Although it may be tempting to lounge, and binge watch your favorite TV show; being of service and volunteering has been proven to have a direct impact on your mental health and wellbeing. Those who volunteered at least once a month, reported better mental health than participants who volunteered infrequently or not at all.
In 1957, Martin Luther King delivered the sermon “Conquering Self-Centeredness” outlining the negative effects of being self-centered. “An individual has not begun to live until he can rise above the narrow horizons of his particular individualistic concerns to the broader concerns of all humanity.” Dr. King went on to say that self-centeredness leads to frustration, disillusionment, and unhappiness.
On this day when we commemorate Dr. King, let us reflect on these inspiring words.
“One of the best ways to face this problem is to discover some cause and some purpose, some loyalty outside of yourself and give yourself to that something.”
Volunteering can be a path to discovering something outside of you. It’s a form of social activity or social participation that increases well-being because it fosters a belief in the individual that he or she can make a difference. Being of service to something greater than yourself provides a sense of control over one’s life and one’s environment. Research shows volunteering can decrease mortality, improve life satisfaction, and create more ease around daily living activities.
In the UK, researchers found that 16–24 year-olds were especially likely to benefit from volunteering because of the opportunity to build social connections and new skills.

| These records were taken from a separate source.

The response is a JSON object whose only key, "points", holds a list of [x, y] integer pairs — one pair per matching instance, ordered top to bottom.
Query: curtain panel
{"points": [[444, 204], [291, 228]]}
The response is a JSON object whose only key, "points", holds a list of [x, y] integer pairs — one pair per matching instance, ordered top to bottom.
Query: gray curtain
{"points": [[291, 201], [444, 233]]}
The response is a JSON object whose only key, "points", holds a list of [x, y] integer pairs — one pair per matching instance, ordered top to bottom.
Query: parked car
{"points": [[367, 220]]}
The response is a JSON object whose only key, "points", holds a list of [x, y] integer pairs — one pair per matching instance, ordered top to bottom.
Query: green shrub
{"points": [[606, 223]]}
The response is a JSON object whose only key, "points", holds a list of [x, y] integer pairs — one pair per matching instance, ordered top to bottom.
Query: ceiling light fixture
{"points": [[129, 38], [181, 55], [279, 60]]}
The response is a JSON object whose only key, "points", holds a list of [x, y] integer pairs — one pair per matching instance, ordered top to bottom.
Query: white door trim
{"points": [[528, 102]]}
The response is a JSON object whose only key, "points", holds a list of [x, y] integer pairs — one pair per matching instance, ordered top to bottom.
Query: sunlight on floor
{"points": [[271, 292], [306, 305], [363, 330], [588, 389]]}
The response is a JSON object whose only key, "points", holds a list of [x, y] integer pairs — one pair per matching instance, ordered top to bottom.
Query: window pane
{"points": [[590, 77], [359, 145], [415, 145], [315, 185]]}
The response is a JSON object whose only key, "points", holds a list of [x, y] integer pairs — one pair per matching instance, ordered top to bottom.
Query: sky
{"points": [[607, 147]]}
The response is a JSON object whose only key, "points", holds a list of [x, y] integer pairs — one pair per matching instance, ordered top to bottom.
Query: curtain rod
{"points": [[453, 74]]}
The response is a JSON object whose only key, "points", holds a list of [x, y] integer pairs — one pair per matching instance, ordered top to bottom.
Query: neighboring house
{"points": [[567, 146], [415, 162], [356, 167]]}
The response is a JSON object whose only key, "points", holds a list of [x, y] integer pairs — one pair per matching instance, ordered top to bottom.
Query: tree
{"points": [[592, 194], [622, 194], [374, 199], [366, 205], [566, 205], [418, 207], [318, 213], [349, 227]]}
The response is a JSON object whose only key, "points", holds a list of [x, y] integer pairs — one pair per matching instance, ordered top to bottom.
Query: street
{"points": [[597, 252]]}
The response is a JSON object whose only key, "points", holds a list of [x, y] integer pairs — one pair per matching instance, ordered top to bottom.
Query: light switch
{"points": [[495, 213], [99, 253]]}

It is well-established that social integration and the quantity of one’s relationships, yields positive mental health effects. Social isolation, “the sense of not having anyone who ‘is someone to you’ and not being ‘someone to someone,’” can lead to depression.
People who work in emotionally and physically taxing jobs can gain from volunteering. A study done with pediatric intensive care unit nurses explored the experiences of volunteering at a camp for families of children with cancer. For the participants, volunteering help made them feel fulfilled, re-energized, and rejuvenated. It brought back their sense of purpose and provided the opportunity for self-reflection and a renewed sense of hope.
“This is the way to go through life,” said Dr. King, “with a balance, with the proper perspective because you’ve given yourself to something greater than self. Sometimes it’s friends, sometimes it’s family, sometimes it’s a great cause, it’s a great loyalty — but give yourself to that something and life becomes meaningful.”
Remembering Dr. King for his service to humanity can be an inspiration for us all to use this day to give back and volunteer. Our mental wellbeing will be better because of it.